Probably the phrase the "next level" is close to the zone. Musicians, especially those in hip-hop are constantly trying to find the "next level." Collaborations are done to "bring the music to the next level," usually involving some marginally talented rapper. Inevitably, Snoop Dogg says his collaboration with Lil' Ray will bring the music to the "next level."

As hip as I consider myself -- I was a college radio music director -- I am "out of the loop." Just out of college, I'm kind-of, sort-of, but not really grown up. I can't spend my free time trying to find out what "crunk" or "shorty" means. Working at a newspaper, I have to know proper style and usage. So, I can't write a headline that says "Shorty picked up by the five-o with steez at a-hundred degreez." Although, I have to think that would help The Gazette's circulation numbers.

The greatest tragedy is the over use of the letter X. An X once meant one thing: pornography. It has since found its way onto every product marketed to young people. Without my consent, X somehow became the coolest letter in the alphabet, think: eXtreme sports, X-Box and the X Games are the skateboarding/snowboarding Olympics.
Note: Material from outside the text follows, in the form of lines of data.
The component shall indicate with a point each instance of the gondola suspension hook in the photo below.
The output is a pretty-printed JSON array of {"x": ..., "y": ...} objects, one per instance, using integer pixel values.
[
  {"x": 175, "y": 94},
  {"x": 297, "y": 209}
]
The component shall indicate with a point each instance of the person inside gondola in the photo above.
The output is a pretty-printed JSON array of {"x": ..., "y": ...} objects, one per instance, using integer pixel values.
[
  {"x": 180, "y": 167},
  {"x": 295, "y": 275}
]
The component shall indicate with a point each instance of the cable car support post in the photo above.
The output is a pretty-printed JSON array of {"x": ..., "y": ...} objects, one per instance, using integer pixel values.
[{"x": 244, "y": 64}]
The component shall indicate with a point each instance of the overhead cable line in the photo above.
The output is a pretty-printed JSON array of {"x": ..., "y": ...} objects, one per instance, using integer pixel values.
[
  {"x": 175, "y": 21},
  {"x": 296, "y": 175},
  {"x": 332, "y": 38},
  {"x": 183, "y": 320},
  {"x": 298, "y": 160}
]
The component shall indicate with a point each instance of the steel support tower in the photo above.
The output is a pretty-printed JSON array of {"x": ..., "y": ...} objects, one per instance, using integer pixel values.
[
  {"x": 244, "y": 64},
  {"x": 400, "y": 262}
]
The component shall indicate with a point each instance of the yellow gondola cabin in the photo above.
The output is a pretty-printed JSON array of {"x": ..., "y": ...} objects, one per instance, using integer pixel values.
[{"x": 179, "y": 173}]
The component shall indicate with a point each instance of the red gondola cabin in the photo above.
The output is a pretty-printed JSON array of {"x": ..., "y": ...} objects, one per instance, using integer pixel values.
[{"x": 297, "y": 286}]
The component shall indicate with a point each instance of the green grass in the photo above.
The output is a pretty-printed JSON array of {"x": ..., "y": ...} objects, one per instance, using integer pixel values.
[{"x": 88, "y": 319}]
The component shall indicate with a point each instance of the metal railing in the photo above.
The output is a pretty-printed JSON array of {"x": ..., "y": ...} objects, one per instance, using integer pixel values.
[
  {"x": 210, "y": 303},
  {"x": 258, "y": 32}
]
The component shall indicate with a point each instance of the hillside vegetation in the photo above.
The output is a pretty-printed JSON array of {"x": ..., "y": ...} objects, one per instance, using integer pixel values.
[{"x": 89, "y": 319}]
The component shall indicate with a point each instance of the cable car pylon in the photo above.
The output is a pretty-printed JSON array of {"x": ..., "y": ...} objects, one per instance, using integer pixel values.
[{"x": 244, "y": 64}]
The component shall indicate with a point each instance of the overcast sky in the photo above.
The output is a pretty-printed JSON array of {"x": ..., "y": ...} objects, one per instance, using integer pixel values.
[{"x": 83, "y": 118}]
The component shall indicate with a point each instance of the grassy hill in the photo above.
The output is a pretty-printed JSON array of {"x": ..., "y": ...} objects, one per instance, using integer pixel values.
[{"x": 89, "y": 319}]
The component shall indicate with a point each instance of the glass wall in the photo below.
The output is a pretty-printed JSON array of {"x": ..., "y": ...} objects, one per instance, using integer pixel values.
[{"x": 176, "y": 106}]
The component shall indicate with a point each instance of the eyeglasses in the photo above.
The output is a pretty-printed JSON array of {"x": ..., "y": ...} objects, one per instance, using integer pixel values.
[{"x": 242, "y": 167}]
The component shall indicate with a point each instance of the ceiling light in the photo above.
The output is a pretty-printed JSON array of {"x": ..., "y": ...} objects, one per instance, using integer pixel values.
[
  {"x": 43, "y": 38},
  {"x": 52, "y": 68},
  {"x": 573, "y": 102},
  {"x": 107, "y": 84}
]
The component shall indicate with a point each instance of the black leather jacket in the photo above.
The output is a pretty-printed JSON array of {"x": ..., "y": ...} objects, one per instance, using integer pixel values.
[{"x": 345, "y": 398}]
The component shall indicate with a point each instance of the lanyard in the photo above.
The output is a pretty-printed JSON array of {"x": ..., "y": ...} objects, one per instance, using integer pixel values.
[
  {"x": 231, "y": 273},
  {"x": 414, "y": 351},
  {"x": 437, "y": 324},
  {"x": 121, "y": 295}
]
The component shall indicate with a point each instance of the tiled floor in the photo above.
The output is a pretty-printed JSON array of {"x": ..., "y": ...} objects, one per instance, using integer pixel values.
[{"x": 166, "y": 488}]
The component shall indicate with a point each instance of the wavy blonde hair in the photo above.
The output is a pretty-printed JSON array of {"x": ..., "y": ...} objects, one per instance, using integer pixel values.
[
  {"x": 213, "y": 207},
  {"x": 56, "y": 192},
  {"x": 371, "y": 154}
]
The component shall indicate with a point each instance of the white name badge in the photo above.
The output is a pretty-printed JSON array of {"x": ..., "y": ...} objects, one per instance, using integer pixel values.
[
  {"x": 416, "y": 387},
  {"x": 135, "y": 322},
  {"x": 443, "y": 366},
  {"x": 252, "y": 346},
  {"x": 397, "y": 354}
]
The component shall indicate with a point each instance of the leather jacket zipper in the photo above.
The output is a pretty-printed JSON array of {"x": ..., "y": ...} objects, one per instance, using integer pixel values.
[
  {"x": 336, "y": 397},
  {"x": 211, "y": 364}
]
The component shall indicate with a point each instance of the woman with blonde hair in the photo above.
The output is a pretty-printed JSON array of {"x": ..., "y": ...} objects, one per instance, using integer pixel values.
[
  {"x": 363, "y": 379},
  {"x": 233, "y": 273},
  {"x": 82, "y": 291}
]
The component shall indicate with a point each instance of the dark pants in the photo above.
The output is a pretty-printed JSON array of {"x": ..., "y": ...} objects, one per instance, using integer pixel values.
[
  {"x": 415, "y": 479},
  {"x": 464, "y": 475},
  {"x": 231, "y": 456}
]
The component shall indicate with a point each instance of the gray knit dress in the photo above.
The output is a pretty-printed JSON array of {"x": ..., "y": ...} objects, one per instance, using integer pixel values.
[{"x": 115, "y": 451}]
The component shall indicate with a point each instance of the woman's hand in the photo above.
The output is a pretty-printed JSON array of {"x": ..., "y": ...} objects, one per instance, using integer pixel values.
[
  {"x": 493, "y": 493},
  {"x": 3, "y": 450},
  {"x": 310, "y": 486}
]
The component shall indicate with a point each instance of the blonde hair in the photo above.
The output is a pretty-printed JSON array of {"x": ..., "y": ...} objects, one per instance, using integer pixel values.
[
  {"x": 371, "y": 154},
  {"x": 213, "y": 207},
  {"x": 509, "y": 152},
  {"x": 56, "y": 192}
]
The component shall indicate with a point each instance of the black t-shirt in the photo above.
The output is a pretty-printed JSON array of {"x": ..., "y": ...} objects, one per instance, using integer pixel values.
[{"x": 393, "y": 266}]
X is put on stuff like it's pixie dust for cool. Right guard eXtreme is the perfect example of this. Is there anything extreme or exciting about deodorant? Deodorant is extremely important, but nothing about deodorant says to me "I'm so extreme, I'm eXtreme!" All deodorant says is "I have concern for my co-workers, so they don't have to smell my disgusting body odor."

The health-food people have also gotten in on it too. Health-food company Genisoy currently manufactures the Xtreme Peanut Butter Fix energy bar (fix? What's in this bar?). At some point, there will be a candy bar called "eXtreme Zone Candy Code Blue to the Next Level."

It's all a matter of marketing. You've seen the ads. You know, people who ride their bikes everywhere, climb mountains and still look great (which, by the way, is impossible). These people in a little colony where everyone buys organic, no one owns a car and trees abound everywhere. Like a commune, only with deodorant (possibly, eXtreme deodorant). Advertising people love this place, despite its non-existence.

Or maybe it's just in between the next level and the zone.